Abstract

ABSTRACT Conventional dose finding designs in oncology drug development target on the identification of the maximum tolerated dose (MTD), with the assumption that the MTD has the most potential of clinical activity among those identified tolerable dose levels. However, immuno-oncology (I-O) and cell therapy area, may lack dose-efficacy monotonicity, posing significant challenges in the statistical designs for dose finding trials. A desirable design should empower the trial to identify the right dose level with tolerable toxicity and acceptable efficacy. Such dose is called as optimal biological dose (OBD), which is more appropriate to be considered as the primary objective of the first-in-human trial in I-O and cell therapy than MTD. We propose two model-assisted designs in this setting: the toxicity and efficacy probability interval-2 (TEPI-2) design and the utility-based interval (UBI) design that incorporate the toxicity and efficacy outcomes simultaneously and identify a dose that has high probability of acceptable efficacy with manageable toxicity.

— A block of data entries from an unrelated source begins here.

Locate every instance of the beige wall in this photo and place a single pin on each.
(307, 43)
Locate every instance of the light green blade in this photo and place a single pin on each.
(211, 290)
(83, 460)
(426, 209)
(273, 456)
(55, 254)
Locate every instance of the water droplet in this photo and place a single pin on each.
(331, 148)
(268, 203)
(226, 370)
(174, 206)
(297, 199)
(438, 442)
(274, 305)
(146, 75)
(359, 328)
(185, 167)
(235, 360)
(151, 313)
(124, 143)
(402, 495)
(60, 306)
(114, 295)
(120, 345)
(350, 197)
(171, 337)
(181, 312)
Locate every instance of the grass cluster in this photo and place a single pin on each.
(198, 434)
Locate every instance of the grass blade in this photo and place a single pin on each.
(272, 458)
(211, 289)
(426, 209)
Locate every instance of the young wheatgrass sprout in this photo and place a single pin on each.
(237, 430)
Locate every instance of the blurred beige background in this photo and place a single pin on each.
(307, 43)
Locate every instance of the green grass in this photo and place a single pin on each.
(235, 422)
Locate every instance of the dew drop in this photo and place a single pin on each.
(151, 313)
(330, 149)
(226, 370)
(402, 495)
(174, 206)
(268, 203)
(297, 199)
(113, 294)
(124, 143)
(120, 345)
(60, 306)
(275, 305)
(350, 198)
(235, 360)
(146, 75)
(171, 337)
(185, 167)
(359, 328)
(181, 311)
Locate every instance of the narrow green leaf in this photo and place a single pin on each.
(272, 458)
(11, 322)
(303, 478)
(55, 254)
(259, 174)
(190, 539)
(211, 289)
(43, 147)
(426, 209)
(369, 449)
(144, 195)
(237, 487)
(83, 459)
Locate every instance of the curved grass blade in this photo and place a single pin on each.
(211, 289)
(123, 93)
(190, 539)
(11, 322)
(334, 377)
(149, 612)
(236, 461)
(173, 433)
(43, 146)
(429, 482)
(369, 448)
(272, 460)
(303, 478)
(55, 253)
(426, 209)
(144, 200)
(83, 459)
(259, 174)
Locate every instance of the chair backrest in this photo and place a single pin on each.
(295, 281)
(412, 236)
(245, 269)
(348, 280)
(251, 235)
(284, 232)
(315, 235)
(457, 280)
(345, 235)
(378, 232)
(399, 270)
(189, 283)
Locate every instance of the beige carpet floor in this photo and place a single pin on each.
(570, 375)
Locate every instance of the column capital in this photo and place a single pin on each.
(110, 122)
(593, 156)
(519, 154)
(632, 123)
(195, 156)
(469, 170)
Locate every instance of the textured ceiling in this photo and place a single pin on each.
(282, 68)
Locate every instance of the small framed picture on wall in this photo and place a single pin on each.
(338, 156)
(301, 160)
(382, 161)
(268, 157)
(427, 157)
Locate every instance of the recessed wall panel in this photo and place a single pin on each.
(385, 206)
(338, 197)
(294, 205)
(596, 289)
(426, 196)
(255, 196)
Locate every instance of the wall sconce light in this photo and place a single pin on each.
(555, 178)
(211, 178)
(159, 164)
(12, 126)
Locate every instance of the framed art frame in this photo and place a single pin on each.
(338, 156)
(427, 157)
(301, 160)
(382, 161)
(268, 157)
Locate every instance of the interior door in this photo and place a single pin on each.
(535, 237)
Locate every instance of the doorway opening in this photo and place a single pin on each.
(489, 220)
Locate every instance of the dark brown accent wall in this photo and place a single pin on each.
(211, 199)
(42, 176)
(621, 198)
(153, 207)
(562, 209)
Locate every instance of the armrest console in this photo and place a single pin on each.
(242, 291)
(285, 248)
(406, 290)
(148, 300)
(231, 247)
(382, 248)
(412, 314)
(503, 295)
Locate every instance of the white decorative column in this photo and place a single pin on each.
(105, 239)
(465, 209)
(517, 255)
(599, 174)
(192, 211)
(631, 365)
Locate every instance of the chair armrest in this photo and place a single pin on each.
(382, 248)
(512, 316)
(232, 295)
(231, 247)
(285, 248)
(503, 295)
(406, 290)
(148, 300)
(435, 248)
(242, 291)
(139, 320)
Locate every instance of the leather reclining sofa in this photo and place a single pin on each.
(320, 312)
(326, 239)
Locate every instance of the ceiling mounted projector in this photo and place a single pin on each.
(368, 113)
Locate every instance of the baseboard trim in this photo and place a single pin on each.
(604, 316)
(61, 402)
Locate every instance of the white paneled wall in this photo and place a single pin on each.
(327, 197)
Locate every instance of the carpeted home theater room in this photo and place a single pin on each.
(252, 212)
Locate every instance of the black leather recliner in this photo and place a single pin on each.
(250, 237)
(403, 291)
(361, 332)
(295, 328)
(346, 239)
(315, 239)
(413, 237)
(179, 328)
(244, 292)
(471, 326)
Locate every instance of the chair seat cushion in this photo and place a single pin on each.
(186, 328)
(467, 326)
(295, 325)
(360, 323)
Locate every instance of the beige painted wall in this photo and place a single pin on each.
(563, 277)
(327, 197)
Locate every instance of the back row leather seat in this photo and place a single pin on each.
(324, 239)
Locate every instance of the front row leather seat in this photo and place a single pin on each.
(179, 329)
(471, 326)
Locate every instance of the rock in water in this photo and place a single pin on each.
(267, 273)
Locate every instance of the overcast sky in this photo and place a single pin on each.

The proposed designs can generate decision tables before trial starts to facilitate practical and easy-to-implement applications. Through simulation studies, our proposed novel designs demonstrate superior performance in accuracy, efficiency, and safety. Additionally, they can reduce the number of patients and shorten clinical development timeline. We also illustrate the advantages of proposed methods by redesigning a CAR T-cell therapy phase I clinical trial for multiple myeloma and summarize our recommendations in the discussion section.